Statement on Falklands expected from South Atlantic peace zone meeting
Representatives from 21 African and South American countries are debating in Uruguay the consolidation of the South Atlantic as a zone free of massive destruction arms and its “improper militarization”, as a result of the growing tension between the UK and Argentina over the Falkland Islands.
“There is concern over an inappropriate militarization” of the South Atlantic said the Brazilian Foreign minister Antonio Patriora during a brief exchange with the press.
“There are decolonization issues which have yet to reach a definitive solution”.
Patriota said that South Atlantic countries have to consolidate “the image of a zone free of massive destruction arms”.

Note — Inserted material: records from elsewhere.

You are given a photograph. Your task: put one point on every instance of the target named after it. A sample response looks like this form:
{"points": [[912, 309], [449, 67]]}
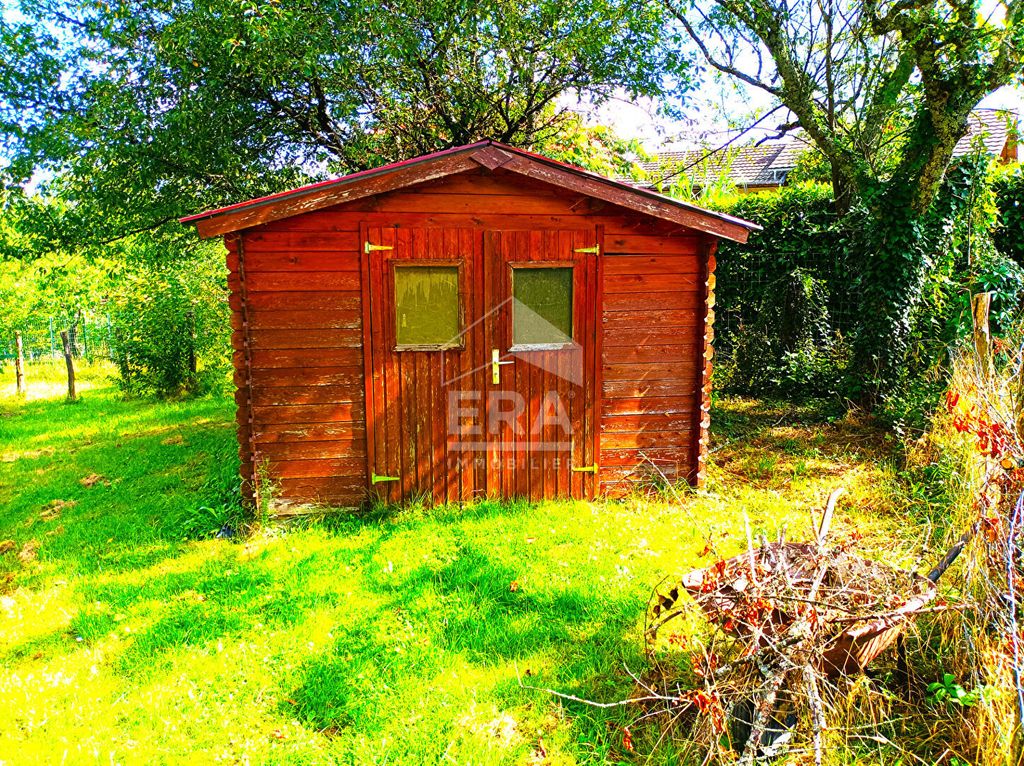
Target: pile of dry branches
{"points": [[791, 619]]}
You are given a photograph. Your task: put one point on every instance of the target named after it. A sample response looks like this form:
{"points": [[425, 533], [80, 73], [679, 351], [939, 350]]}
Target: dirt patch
{"points": [[53, 509]]}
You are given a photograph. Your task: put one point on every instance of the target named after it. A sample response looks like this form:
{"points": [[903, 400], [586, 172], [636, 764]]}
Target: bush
{"points": [[170, 326], [1008, 186]]}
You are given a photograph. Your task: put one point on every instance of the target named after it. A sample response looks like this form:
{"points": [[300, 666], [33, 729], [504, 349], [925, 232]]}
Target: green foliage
{"points": [[792, 347], [1009, 188], [170, 325], [949, 692], [142, 112], [328, 638], [596, 147]]}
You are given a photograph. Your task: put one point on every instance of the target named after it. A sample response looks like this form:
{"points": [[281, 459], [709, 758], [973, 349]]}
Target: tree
{"points": [[884, 88], [141, 111]]}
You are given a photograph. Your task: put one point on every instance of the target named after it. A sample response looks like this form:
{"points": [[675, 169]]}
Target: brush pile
{"points": [[794, 615]]}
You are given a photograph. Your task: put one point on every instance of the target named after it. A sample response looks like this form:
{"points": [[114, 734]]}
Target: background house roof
{"points": [[489, 155], [768, 164]]}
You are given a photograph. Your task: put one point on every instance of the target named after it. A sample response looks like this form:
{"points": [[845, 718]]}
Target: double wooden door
{"points": [[481, 358]]}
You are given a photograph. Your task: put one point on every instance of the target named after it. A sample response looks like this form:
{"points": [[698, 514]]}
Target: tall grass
{"points": [[975, 487]]}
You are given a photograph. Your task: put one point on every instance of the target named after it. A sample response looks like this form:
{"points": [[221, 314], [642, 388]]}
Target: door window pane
{"points": [[426, 304], [542, 306]]}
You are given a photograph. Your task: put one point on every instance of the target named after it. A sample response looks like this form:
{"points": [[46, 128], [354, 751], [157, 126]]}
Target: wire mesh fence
{"points": [[90, 337]]}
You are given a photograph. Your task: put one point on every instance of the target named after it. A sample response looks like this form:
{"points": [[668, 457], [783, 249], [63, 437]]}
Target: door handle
{"points": [[496, 366]]}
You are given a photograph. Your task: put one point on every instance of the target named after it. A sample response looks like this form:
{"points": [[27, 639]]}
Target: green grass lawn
{"points": [[129, 634]]}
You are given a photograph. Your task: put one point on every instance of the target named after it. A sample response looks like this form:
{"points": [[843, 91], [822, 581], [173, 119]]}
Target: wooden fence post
{"points": [[18, 363], [980, 304], [71, 365]]}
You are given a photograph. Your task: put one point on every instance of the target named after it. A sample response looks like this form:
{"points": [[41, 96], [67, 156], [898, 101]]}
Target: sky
{"points": [[708, 108], [707, 126]]}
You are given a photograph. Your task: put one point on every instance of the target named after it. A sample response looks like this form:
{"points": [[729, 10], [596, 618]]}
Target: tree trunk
{"points": [[18, 364], [70, 360], [190, 326]]}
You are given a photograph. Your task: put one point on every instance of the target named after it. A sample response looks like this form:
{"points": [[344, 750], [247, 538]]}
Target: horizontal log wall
{"points": [[304, 330]]}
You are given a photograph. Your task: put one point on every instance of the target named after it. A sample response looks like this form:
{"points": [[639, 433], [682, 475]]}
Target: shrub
{"points": [[170, 326]]}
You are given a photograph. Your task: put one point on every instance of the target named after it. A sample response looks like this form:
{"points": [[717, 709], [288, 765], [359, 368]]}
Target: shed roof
{"points": [[489, 155]]}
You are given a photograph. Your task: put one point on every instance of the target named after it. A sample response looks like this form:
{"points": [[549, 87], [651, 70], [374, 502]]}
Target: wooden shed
{"points": [[479, 322]]}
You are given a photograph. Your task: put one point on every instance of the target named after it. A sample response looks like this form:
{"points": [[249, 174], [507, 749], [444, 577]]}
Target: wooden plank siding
{"points": [[651, 333], [299, 336]]}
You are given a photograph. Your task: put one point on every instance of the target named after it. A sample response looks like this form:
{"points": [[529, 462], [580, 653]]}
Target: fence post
{"points": [[71, 365], [980, 304], [18, 364], [190, 329]]}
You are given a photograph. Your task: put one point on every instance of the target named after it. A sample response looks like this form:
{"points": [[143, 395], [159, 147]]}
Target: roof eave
{"points": [[461, 159]]}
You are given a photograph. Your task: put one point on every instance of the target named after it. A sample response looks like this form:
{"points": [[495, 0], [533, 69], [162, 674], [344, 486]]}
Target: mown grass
{"points": [[130, 634]]}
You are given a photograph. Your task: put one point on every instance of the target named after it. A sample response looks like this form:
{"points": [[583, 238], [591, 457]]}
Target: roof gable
{"points": [[488, 155]]}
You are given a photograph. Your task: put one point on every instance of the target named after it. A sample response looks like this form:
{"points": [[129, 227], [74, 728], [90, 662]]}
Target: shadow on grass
{"points": [[468, 611]]}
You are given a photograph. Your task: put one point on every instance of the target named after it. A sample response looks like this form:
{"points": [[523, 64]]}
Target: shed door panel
{"points": [[442, 306], [422, 345], [541, 288]]}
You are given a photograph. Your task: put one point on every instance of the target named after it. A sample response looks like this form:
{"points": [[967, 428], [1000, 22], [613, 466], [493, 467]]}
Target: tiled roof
{"points": [[769, 163], [992, 125]]}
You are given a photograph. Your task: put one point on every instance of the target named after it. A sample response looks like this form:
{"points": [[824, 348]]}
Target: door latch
{"points": [[496, 366]]}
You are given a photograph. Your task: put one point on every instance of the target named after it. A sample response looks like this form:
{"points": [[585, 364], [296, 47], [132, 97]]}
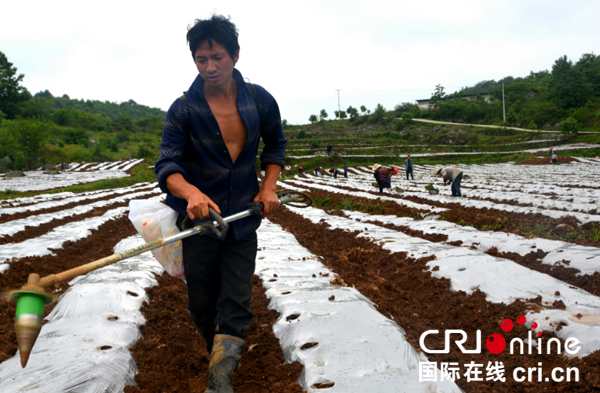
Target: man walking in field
{"points": [[408, 167], [207, 160], [453, 176]]}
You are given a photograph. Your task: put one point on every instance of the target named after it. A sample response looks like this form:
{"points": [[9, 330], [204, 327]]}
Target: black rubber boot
{"points": [[224, 360], [209, 337]]}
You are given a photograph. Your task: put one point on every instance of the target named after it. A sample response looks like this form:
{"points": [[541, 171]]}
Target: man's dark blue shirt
{"points": [[193, 146]]}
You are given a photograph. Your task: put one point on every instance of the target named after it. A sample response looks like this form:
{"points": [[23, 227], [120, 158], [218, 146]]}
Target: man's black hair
{"points": [[216, 29]]}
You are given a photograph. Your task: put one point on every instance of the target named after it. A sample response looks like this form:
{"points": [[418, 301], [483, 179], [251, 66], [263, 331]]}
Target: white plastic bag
{"points": [[154, 220]]}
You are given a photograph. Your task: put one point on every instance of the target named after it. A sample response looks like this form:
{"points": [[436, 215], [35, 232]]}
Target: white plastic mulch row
{"points": [[39, 181], [103, 166], [66, 198], [354, 147], [84, 345], [575, 146], [363, 181], [54, 239], [14, 202], [501, 280], [586, 259], [362, 194], [11, 227], [358, 348]]}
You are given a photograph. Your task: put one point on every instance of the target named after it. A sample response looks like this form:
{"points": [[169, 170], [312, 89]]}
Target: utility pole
{"points": [[503, 105], [339, 111]]}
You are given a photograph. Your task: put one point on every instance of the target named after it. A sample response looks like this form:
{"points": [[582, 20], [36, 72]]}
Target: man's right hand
{"points": [[198, 204]]}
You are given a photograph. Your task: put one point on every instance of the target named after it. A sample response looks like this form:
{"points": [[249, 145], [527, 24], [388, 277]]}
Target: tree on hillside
{"points": [[340, 114], [12, 94], [378, 114], [26, 138], [569, 87], [352, 112], [589, 66], [323, 115]]}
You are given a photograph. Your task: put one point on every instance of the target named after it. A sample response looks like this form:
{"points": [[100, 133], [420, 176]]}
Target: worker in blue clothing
{"points": [[408, 163], [207, 160]]}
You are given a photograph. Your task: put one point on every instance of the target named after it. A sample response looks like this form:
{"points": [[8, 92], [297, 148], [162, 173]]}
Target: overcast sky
{"points": [[373, 51]]}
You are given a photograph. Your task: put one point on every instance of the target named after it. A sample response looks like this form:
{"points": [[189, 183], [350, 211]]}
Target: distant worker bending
{"points": [[451, 175], [408, 167]]}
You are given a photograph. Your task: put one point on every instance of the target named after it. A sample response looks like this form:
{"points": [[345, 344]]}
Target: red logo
{"points": [[496, 343]]}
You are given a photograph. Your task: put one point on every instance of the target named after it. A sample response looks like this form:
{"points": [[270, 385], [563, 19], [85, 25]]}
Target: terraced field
{"points": [[344, 290]]}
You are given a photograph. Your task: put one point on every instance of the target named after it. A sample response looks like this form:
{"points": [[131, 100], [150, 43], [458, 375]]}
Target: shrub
{"points": [[569, 126]]}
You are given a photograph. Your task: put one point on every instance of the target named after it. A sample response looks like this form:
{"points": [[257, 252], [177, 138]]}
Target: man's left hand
{"points": [[269, 200]]}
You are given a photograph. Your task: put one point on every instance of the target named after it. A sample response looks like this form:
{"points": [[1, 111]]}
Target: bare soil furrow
{"points": [[17, 216], [171, 357], [405, 290], [526, 225], [31, 232]]}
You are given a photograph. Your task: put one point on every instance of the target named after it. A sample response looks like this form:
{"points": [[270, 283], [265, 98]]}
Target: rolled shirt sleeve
{"points": [[173, 144]]}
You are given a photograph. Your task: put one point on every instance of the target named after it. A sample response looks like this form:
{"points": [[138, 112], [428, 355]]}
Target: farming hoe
{"points": [[32, 297]]}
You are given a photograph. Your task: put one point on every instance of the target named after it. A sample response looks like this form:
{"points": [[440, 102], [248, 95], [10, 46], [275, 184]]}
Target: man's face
{"points": [[214, 63]]}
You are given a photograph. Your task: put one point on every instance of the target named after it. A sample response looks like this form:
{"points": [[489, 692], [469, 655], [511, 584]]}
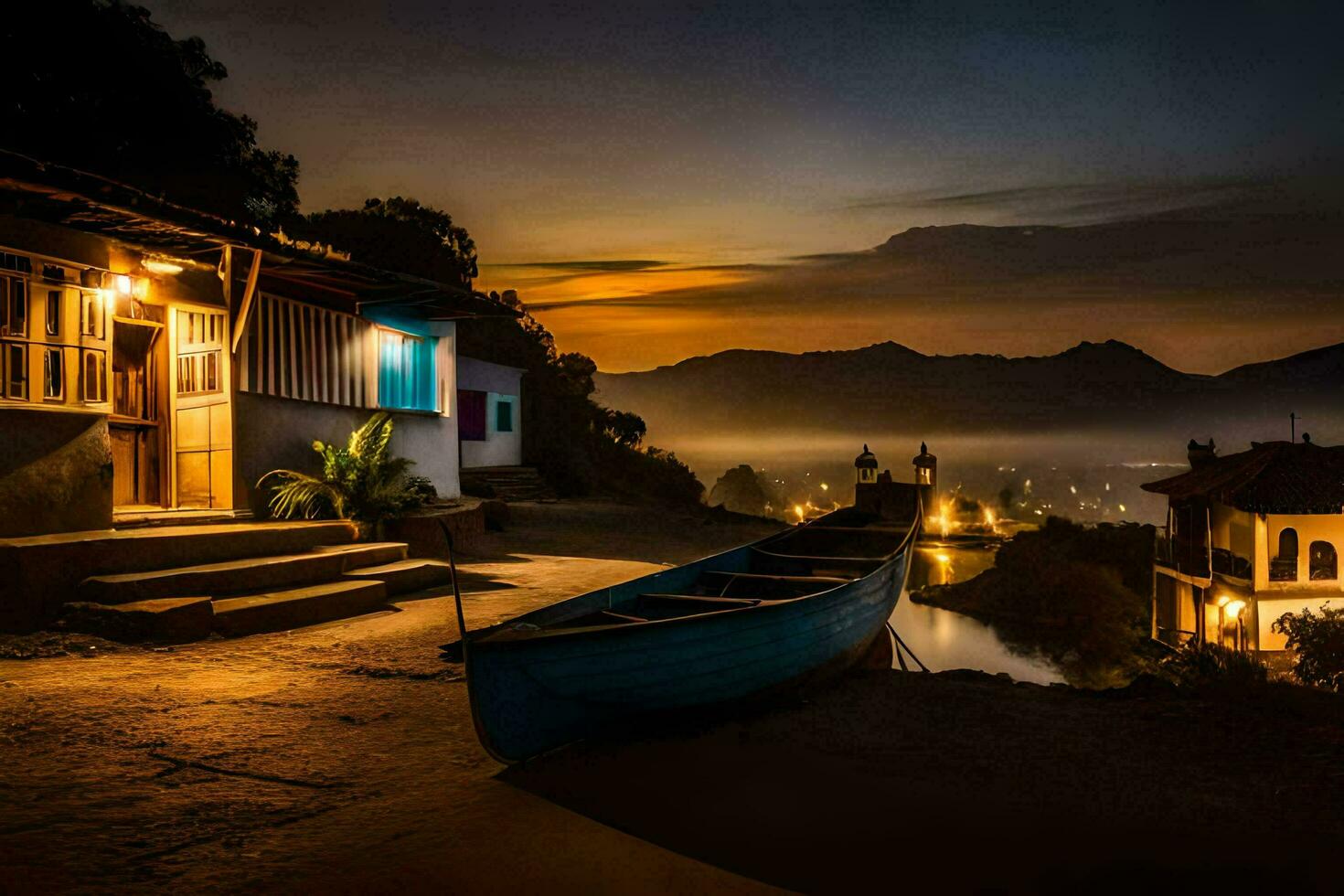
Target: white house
{"points": [[1249, 538], [491, 425], [157, 359]]}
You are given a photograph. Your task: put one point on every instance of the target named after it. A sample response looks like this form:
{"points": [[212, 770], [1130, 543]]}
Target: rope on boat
{"points": [[902, 644]]}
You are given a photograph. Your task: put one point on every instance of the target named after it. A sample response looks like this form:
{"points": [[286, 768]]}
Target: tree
{"points": [[99, 86], [624, 427], [400, 234], [1317, 641]]}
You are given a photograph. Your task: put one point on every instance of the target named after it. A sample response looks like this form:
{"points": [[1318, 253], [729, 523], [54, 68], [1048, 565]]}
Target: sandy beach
{"points": [[342, 758]]}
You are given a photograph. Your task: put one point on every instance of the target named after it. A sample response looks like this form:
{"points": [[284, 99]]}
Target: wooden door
{"points": [[203, 423]]}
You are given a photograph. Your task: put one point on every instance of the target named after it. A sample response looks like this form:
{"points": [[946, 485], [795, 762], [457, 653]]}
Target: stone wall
{"points": [[56, 472]]}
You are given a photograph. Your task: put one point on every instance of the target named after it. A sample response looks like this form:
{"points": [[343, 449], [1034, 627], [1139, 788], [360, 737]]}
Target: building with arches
{"points": [[1249, 538]]}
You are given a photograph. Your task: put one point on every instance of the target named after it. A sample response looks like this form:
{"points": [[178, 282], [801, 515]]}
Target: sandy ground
{"points": [[342, 759], [336, 758]]}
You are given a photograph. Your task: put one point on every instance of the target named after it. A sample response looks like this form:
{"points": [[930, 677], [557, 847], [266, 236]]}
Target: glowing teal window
{"points": [[406, 371]]}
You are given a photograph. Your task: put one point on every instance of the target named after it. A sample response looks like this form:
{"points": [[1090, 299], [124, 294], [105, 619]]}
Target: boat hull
{"points": [[538, 693]]}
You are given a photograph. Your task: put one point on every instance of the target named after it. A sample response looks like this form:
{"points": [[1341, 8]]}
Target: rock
{"points": [[172, 620], [1146, 686]]}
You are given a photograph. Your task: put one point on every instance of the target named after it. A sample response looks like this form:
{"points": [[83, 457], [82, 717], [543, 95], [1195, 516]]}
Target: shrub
{"points": [[1206, 664], [359, 481], [1317, 643]]}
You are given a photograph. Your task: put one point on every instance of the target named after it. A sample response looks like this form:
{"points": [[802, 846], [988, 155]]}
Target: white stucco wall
{"points": [[500, 383], [272, 432]]}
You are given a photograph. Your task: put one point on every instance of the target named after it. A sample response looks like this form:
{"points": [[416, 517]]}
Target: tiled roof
{"points": [[1272, 477], [93, 205]]}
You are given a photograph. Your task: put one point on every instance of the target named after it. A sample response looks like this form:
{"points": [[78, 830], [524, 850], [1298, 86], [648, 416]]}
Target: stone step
{"points": [[165, 620], [405, 577], [323, 563], [42, 572], [297, 607]]}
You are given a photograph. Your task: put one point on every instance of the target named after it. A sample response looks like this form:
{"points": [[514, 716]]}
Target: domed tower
{"points": [[866, 493], [926, 481], [867, 466], [926, 468]]}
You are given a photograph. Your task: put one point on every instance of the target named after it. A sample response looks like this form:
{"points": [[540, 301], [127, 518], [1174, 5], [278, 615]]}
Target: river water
{"points": [[946, 640]]}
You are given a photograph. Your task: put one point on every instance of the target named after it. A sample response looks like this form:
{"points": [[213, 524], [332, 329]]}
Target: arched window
{"points": [[1284, 567], [1324, 561]]}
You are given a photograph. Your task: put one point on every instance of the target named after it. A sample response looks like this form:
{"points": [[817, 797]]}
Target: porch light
{"points": [[162, 266]]}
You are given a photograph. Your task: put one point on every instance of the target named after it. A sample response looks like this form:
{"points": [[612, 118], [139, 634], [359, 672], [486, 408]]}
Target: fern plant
{"points": [[359, 481]]}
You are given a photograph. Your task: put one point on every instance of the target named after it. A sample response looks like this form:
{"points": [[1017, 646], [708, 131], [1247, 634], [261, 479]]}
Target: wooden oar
{"points": [[902, 644], [457, 598]]}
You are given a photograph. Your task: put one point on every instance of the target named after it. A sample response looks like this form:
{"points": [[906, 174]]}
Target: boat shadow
{"points": [[795, 795]]}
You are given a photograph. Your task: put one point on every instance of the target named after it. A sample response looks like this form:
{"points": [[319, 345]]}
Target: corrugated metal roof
{"points": [[1272, 477], [93, 205]]}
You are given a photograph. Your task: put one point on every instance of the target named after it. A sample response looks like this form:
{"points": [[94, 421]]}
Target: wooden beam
{"points": [[249, 292]]}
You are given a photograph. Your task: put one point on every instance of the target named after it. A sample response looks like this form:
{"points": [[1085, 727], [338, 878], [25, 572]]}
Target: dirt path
{"points": [[342, 759], [337, 758]]}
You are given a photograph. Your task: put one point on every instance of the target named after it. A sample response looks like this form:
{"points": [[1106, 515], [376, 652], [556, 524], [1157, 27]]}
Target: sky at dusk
{"points": [[649, 175]]}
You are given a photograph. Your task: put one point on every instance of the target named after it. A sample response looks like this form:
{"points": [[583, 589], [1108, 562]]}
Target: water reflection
{"points": [[946, 640]]}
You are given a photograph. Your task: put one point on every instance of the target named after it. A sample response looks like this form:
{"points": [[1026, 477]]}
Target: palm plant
{"points": [[359, 481]]}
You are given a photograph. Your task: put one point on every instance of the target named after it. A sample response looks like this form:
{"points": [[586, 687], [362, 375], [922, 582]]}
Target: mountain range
{"points": [[1093, 384]]}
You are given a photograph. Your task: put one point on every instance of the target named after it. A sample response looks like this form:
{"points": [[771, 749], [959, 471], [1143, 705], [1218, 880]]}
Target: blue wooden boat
{"points": [[754, 618]]}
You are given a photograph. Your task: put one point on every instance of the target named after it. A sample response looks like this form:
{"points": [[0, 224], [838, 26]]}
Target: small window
{"points": [[94, 383], [16, 371], [1324, 563], [54, 297], [1284, 567], [91, 321], [53, 374], [14, 306]]}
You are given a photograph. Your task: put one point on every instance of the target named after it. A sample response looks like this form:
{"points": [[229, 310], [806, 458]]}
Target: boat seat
{"points": [[620, 617], [699, 600], [816, 579]]}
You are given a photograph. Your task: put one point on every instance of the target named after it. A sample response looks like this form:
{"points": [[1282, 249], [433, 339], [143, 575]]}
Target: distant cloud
{"points": [[1070, 202], [589, 266]]}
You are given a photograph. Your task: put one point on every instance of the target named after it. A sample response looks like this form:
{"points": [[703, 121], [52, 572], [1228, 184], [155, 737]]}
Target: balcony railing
{"points": [[1229, 563], [1184, 557], [1283, 570]]}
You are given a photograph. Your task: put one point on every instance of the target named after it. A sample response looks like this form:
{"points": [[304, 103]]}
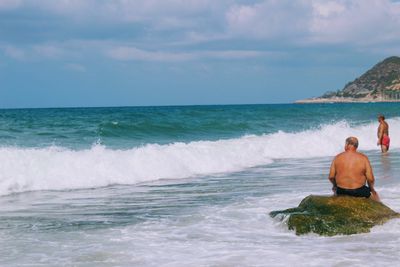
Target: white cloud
{"points": [[269, 19], [49, 51], [14, 52], [75, 67], [10, 4], [125, 53], [159, 24], [356, 22]]}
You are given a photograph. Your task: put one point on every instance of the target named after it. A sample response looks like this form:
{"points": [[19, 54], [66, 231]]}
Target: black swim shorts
{"points": [[363, 191]]}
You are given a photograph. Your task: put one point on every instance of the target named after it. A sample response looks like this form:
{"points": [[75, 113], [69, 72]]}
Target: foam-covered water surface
{"points": [[205, 221], [182, 198]]}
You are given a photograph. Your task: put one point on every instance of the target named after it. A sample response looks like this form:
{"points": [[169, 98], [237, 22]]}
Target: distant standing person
{"points": [[383, 134], [350, 171]]}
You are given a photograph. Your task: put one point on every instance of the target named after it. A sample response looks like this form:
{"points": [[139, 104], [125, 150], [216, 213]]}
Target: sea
{"points": [[185, 185]]}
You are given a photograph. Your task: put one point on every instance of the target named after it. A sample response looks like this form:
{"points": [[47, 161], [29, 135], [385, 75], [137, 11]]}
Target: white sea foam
{"points": [[55, 168]]}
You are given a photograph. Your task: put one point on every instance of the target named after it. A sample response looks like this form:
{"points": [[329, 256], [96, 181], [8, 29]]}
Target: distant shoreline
{"points": [[343, 100]]}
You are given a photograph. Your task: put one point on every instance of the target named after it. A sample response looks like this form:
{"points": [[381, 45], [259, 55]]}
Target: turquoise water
{"points": [[127, 127], [183, 186]]}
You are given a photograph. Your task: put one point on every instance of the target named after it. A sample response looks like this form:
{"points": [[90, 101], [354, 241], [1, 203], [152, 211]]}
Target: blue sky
{"points": [[181, 52]]}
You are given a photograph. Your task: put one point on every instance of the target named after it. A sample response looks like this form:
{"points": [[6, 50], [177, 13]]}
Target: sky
{"points": [[70, 53]]}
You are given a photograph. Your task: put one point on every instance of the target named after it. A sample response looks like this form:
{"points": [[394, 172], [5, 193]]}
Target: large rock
{"points": [[330, 215]]}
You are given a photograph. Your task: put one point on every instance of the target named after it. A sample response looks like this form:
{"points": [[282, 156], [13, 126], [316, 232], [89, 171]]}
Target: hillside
{"points": [[381, 83]]}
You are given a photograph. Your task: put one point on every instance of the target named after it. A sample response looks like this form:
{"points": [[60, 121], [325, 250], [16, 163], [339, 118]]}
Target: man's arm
{"points": [[332, 176]]}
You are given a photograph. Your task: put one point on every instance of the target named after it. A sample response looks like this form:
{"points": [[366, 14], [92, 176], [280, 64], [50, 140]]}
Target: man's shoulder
{"points": [[363, 155]]}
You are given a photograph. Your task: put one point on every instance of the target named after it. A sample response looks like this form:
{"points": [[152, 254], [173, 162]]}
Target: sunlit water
{"points": [[85, 205]]}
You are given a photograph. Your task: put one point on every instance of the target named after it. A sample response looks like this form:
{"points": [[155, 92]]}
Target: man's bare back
{"points": [[383, 134], [351, 170]]}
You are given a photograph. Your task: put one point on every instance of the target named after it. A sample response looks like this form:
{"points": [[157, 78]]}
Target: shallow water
{"points": [[87, 206]]}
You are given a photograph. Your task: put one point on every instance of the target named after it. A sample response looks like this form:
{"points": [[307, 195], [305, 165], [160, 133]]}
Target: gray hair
{"points": [[352, 141]]}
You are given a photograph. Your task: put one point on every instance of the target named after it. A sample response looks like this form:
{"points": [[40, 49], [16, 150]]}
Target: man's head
{"points": [[351, 143]]}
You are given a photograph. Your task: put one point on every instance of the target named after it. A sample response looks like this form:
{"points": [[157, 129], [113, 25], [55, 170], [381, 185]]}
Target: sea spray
{"points": [[58, 168]]}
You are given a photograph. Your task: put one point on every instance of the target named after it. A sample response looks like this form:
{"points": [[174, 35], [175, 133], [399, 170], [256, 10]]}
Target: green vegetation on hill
{"points": [[382, 82]]}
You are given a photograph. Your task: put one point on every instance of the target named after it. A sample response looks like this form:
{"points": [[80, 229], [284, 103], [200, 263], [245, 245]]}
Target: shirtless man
{"points": [[349, 172], [383, 134]]}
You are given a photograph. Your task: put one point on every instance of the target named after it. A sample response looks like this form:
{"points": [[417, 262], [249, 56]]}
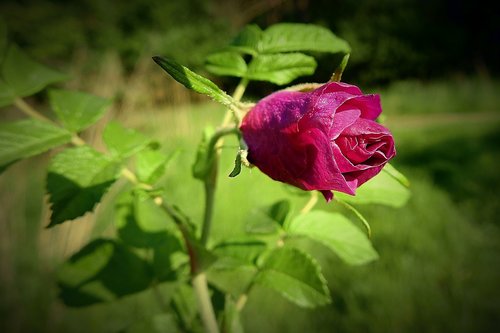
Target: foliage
{"points": [[155, 240]]}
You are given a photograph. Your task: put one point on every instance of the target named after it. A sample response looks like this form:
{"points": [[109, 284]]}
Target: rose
{"points": [[325, 139]]}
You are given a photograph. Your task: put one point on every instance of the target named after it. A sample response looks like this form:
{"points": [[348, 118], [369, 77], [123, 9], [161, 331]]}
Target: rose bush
{"points": [[325, 139]]}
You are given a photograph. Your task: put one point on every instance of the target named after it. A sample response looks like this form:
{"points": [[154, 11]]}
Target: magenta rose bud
{"points": [[326, 139]]}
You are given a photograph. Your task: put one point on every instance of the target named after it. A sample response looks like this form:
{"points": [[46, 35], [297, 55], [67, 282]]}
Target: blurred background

Likewise Argentina’s Deputy Foreign minister Eduardo Antonio Zuain said the South Atlantic Peace and Cooperation zone was debating his country’s concern over the increase of the military presence in the Malvinas.
This week Defence Minister Andrew Robathan said that Britain was well prepared to defend the Falklands with four Typhoon fighter aircraft, an infantry company, a couple of patrol vessels plus submarines on global patrol.
He added that if needed an extra Typhoon, a Royal Navy vessel and more troops could be sent to the South Atlantic in anticipation of any outside interference or ‘stunt’ during the referendum on the Falklands’ status and future scheduled for next March 10/11.
Patriota anticipated that the Malvinas issue would be specifically included in the final declaration to be made public by the 21 representatives on Wednesday and that Ghana despite the recent dispute with Argentina over the frigate ARA Libertad will adhere to the motion.
During 78 days the flagship of the Argentine Navy was retained impounded in Tema, on orders from Ghanaian court acting on request from a New York ruling favouring the hedge fund NML Capital which is demanding payment of Argentine defaulted bonds.
The Ghana government said it could not intervene because it was a judicial issue and the dispute finally ended at the UN Law of the Sea tribunal in Hamburg that ordered the release of ARA LIbertad.
Uruguay’s Foreign minister Luis Almagro underlined the challenge for the region “when the developed world is in the midst of an unprecedented economic and financial crisis”.
“Without peace it is impossible to ensure the economic, social and cultural development of our societies” added Almagro who established a difference with the North Atlantic: “they have their defence mechanisms and alliances: in the South Atlantic our dynamics should be development and trade”.
The VII Ministerial meeting of the South Atlantic Peace and Cooperation Zone created in 1986 following a UN General Assembly resolution, on the occasion has convened delegations from 21 of its 24 members, and of which three are South American and the rest Africans.
Born as an initiative to promote peace and cooperation in the area and as part as a process to revalue South-South cooperation, it has only held so far six ministerial meetings, the last of which in Angola in 2007.
For the Montevideo meeting for the first time Defence ministers were also invited. The gathering includes representatives from Argentina, Brazil and Uruguay and from Africa, Angola, Benin, Cape Verde, Cameroon, Congo, Ivory Coast, Gabon, Gambia, Guinea, Equatorial Guinea, Liberia, Namibia, Nigeria, Democratic Republic of Congo, Senegal, South Africa and Togo. Members that missed Montevideo are Guinea Bissau, Saint Tomé and Sierra Leone.